Suppression of Rights
The CCP doesn't accept the Xinjiang corps' requests, but it certainly tries hard to suppress the members' discontentment, Mr. Qike said. The CCP doesn't allow them to appeal, and it doesn't offer any solutions to their problems. Now it is ready to suppress the corps with military force.
Recently, the CCP ordered the Xinjiang military districts to hold a mobilization meeting and requested the military to pay attention to the so-called "unstable situation" on the Xinjiang frontier, in order to "protect national defense military forces" and "prevent the corps from staging an armed rebellion." Many measures have been taken to change the military situation there. The CCP moved military forces in Lanzhou to Xinjiang. They also forced the corps to establish public security defense teams, and requested the military to strengthen corps management.
"The CCP has set up cameras everywhere in the corps' base to monitor them," Mr.

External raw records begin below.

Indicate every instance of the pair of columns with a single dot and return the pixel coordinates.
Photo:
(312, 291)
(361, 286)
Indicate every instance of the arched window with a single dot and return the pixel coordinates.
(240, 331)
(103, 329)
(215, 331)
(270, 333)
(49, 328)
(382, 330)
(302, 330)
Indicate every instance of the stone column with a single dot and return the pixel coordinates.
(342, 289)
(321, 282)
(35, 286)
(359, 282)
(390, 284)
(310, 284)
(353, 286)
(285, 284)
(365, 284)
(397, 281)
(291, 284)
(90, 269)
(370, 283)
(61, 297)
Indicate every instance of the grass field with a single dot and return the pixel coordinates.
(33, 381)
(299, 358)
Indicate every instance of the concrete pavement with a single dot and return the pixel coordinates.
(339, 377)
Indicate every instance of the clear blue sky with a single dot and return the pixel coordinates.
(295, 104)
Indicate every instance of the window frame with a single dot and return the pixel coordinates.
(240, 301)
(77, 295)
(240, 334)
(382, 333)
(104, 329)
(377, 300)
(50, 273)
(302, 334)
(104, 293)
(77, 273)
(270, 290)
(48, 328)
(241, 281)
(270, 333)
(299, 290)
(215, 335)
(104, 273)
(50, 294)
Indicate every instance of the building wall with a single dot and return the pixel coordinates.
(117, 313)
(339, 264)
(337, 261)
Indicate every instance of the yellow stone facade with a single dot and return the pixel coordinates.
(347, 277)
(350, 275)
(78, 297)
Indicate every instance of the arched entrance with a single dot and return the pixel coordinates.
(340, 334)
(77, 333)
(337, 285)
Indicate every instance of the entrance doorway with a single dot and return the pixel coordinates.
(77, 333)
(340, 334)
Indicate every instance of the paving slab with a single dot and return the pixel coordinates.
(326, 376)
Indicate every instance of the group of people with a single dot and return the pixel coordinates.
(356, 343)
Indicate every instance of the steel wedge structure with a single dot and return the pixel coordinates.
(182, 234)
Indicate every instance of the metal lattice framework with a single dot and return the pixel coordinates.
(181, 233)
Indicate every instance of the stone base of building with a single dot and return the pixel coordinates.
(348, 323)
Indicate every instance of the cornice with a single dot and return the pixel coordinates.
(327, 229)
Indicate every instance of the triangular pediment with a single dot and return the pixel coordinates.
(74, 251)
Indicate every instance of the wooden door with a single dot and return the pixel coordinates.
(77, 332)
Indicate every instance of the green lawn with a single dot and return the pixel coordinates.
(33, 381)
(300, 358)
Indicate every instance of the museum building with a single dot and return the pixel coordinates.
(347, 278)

Qike said. "As a result, it has basically turned the corps into a concentration camp where they persecute innocent people. Whoever dares to request their rights will be immediately suppressed by the CCP. Hu Jintao has sent the secretary of the Communist Youth League, Hu Wei, to become the new vice president of 'Xinjiang Autonomous District.' This indicates that the CCP wants Hu Wei to suppress the Xinjiang corps' rights movement, just as Hu Jintao did to Tibet a few years ago."
Mr. Qike suggested that the Xinjiang situation relates to the daily lives of all Chinese people. It is the result of the CCP inflicting oppression on a wide range of commoners, and the voice of these people with respect to their rights. He said: "We should not regard the situation with the Xinjiang corps as an isolated event."